Every day, Global Payments makes it possible for millions of people to move money between buyers and sellers using our payments solutions for credit, debit, prepaid and merchant services. Our worldwide team helps over 3 million companies, more than 1,300 financial institutions and over 600 million cardholders grow with confidence and achieve amazing results. We are driven by our passion for success and we are proud to deliver best-in-class payment technology and software solutions. Join our dynamic team and make your mark on the payments technology landscape of tomorrow.
Summary of This Role
Evaluates, tests, recommends, develops, coordinates, monitors, and maintains information security policies, procedures and systems, including hardware, firmware and software. Ensures that IS security architecture/designs, plans, controls, processes, standards, policies and procedures are aligned with IS standards and overall IS security. Identifies security risks and exposures, determines the causes of security violations and suggests procedures to halt future incidents. Investigates and resolves security incidents and recommends enhancements to improve security. Develops techniques and procedures for conducting IS security risk assessments and compliance audits, the evaluation and testing of hardware, firmware and software for possible impact on system security, and the investigation and resolution of security incidents.
What Part Will You Play?
- Proactively monitors complex systems and response to known and emerging threats against the Global Payments network via intrusion detection software.
- Completes detailed, comprehensive investigation of security issues by reviewing security log data, interpreting data in support of security event management process from various data feeds and triages on a wide variety of security events.

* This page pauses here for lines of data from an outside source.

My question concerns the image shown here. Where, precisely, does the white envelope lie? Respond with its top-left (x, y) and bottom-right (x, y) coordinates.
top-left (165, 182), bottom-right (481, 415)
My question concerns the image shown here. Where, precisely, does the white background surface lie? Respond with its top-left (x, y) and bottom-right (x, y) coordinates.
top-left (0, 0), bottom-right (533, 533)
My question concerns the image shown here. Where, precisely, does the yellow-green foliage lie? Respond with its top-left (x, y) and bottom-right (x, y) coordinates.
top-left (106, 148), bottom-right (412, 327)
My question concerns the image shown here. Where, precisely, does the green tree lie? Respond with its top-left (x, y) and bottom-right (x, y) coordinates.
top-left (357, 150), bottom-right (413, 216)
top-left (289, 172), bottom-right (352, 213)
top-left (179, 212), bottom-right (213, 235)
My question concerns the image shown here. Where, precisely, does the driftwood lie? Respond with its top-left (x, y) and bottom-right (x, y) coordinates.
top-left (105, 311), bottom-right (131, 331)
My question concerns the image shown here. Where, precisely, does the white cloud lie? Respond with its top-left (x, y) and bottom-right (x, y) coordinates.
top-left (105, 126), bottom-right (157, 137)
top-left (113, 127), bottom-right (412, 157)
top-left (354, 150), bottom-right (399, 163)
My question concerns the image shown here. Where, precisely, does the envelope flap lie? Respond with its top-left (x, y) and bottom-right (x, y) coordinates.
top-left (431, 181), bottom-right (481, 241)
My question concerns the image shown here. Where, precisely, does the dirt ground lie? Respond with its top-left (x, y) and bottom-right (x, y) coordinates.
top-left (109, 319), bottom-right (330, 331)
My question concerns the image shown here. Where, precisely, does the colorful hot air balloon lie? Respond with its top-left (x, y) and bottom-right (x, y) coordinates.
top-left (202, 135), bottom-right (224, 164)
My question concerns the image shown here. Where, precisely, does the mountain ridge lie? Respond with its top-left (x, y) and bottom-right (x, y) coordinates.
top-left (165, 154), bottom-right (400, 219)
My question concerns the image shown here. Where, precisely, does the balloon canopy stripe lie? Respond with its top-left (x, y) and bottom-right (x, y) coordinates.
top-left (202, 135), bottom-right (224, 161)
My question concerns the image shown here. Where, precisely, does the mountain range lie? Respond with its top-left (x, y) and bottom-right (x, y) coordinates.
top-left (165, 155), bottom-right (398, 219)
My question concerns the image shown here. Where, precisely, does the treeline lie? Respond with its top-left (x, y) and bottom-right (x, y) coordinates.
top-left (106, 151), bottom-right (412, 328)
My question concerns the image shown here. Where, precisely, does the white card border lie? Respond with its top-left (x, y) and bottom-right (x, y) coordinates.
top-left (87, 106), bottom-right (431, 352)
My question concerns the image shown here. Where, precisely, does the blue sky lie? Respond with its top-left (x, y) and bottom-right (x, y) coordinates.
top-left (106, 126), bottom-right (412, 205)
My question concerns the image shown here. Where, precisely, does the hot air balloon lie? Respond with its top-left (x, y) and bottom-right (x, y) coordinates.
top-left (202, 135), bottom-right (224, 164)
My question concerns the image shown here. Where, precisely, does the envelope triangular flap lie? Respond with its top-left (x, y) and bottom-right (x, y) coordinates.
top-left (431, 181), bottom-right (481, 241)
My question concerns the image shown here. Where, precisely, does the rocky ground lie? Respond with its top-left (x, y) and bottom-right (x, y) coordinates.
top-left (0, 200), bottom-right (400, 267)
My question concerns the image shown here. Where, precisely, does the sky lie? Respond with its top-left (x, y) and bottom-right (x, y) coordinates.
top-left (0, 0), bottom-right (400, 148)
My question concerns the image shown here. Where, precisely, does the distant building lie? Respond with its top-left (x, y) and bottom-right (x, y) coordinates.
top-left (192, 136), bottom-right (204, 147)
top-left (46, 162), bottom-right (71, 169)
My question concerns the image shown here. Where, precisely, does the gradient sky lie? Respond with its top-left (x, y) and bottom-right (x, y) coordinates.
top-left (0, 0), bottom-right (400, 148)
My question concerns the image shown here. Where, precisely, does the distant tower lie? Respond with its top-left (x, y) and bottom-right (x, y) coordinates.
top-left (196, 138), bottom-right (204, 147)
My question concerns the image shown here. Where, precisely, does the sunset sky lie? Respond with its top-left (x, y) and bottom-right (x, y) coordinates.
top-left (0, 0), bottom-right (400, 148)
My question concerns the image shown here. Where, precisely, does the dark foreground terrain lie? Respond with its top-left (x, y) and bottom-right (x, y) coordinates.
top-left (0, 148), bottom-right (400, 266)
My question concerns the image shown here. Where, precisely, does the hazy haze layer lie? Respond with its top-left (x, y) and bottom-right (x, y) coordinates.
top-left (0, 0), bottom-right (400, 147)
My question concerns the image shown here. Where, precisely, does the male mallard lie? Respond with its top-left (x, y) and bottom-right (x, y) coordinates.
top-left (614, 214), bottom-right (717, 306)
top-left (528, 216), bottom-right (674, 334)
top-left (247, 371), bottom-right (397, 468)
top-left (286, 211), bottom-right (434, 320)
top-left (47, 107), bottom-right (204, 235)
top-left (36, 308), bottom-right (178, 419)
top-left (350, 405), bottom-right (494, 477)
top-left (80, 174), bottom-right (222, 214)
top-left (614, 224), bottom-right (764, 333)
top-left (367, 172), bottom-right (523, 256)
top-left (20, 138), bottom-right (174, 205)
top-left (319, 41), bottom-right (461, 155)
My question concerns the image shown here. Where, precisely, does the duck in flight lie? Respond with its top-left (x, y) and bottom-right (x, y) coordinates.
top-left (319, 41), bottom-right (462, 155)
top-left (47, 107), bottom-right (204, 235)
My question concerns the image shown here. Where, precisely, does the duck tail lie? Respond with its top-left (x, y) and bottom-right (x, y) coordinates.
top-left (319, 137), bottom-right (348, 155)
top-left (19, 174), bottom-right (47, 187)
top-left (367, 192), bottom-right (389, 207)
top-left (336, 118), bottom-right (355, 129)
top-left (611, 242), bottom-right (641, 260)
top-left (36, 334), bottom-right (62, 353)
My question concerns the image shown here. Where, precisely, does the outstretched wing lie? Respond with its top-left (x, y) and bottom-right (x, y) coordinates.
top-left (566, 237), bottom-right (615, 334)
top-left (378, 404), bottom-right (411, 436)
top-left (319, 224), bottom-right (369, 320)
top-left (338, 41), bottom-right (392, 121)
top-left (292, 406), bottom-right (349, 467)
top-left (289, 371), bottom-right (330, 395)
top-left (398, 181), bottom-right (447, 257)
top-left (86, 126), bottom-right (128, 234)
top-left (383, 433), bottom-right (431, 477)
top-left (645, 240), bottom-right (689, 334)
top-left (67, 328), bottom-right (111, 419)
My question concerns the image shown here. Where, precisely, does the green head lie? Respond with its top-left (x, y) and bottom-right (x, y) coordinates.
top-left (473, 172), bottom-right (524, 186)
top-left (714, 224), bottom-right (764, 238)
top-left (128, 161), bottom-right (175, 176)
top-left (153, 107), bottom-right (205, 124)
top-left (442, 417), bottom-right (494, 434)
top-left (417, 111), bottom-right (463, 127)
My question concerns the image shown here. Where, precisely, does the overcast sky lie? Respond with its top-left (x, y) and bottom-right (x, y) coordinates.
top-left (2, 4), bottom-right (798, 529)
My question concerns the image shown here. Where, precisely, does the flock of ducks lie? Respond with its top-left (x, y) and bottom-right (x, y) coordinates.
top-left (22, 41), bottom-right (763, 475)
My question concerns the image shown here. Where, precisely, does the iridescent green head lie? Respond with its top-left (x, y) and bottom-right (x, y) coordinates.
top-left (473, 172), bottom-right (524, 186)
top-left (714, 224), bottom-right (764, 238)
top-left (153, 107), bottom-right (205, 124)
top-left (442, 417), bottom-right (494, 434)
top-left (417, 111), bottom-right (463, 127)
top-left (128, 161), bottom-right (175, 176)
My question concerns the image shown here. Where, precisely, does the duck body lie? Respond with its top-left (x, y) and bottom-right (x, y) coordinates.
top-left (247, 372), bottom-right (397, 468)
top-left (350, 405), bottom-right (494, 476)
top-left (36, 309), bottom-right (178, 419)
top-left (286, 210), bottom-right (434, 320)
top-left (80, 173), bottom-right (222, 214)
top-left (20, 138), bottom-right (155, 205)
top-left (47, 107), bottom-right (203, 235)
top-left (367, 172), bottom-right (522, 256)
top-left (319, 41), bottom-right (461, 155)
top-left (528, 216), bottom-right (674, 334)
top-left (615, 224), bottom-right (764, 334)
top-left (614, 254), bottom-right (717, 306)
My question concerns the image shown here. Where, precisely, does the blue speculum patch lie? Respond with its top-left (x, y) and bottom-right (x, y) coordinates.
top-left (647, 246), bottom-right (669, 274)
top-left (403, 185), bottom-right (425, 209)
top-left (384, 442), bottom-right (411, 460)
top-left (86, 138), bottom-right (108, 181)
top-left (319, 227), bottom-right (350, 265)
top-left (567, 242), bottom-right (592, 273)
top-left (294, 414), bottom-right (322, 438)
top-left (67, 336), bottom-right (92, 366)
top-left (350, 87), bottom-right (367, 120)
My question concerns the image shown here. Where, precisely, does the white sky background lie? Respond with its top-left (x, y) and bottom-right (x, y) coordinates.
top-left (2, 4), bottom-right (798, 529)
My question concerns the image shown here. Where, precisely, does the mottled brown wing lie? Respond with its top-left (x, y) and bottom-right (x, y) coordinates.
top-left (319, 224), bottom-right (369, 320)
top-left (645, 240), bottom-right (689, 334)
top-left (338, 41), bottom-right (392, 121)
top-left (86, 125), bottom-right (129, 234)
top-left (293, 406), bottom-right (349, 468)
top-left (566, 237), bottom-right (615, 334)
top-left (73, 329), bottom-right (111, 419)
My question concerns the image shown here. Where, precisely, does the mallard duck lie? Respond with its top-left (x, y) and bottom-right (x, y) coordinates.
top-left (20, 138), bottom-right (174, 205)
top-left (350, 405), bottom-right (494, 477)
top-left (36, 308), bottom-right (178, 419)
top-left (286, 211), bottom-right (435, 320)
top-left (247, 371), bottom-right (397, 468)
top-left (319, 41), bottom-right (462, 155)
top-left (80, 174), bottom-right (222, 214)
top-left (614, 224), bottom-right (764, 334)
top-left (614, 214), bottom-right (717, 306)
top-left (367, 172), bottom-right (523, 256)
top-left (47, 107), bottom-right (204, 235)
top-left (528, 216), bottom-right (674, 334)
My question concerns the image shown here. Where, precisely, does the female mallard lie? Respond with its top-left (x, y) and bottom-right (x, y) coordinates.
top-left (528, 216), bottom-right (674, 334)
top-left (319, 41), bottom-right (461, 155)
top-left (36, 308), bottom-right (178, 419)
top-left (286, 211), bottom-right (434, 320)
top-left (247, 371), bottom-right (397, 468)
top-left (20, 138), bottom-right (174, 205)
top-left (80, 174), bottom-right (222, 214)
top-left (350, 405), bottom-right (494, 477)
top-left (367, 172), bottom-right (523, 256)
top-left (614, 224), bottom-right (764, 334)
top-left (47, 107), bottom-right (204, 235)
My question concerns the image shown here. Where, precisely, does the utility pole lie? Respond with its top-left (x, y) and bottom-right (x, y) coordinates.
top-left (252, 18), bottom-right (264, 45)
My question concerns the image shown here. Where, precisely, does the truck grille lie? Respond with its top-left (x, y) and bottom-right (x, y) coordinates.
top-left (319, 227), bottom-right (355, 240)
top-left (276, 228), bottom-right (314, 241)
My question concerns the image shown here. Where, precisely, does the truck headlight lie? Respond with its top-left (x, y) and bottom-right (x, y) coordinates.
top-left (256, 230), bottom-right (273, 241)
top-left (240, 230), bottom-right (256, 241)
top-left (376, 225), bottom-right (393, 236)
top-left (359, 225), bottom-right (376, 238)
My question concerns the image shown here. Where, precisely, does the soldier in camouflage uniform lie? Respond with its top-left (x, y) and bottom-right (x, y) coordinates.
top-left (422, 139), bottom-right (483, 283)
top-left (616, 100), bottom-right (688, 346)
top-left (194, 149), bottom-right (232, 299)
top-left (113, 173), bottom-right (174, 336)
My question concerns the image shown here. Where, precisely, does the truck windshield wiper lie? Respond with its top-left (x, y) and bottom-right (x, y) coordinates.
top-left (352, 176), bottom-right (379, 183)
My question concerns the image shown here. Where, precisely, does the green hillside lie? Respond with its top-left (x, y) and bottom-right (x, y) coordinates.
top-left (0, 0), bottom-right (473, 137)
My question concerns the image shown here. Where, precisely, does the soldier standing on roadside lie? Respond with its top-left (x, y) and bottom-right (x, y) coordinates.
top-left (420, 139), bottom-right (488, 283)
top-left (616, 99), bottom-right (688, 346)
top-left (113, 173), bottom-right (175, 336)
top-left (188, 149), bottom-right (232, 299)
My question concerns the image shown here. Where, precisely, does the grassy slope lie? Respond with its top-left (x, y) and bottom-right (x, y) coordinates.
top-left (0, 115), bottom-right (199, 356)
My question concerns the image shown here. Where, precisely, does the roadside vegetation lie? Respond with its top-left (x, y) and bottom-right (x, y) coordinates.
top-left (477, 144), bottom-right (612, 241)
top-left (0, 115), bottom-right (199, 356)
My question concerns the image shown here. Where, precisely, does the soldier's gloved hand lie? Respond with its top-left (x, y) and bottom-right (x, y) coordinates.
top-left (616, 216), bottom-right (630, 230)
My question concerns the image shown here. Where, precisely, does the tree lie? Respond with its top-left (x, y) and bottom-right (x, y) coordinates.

- Performs incident handling process by maintaining knowledge in implementation of containment, protection and remediation activities.
- Keeps up-to-date knowledge of new and emerging threats that can affect the organization's information assets by analyzing third party software/solutions, IT configuration changes (including access control requests), and network/system architecture from risk perspective.
- Responsible for the design and configuration of security systems, including proxy, remote access, mail gateway, intrusion prevention, wireless networking, data leak prevention, security information and event management and web application firewalls.
- Provides input in assessing and disseminating threats related to the enterprise in regard to current vulnerability by managing and developing an emerging threat model.
- Assesses risks based on changes to implementation of ISO/BSO; enhances knowledge of PCI, HIPAA, PII, and Card personalization.
- Creates cost effective solutions for system/application development regarding Information Security processes and concepts in applicable systems and software.
- Performs day-to-day Information Security functions pertaining to computer access control on numerous security software products and processes.
- Enhance understanding of business objectives and helps providing direction based on risk, Corporate Policy, and regulatory guidelines.
- Participates in developing long term strategies for conducting system penetration, vulnerability and web application testing, risk assessments, policy creation.
Minimum Qualifications
- Bachelor's Degree in Computer Science, Info Security, or related field or related work experience.
- Typically minimum 4 years relevant experience.
- Experience including network operations or engineering or system administration on Unix, Linux, MAC, or Windows; working with security operations, intrusion detection systems, Security Incident Event Management systems, and anti-virus logs; knowledge of security compliance programs (PCI, SOX, GLBA).
Preferred Qualifications
- Professional certifications: CISSP, CISM, CISA, GSEC, Network+, Security+.
- Typically minimum 6 years relevant experience.
- Knowledge of security compliance programs (PCI, SOX, GLBA).
Desired Skills and Capabilities
- Seasoned, experienced professional with full understanding of specialization.
- Works on problems of diverse scope requiring evaluation of identifiable factors.
- Demonstrates good judgment in selecting methods and techniques.
- Normally receives little instruction on day-to-day work.
- Ability to identify, communicate, and mitigate risk within technical solution designs.
- Continued self-education of new and emerging threats and relevant mitigation processes.
- Knowledge and skills to contribute to all phases of Incident Response.
- Experience with SAST, DAST, OWASP tooling, PCI DSS.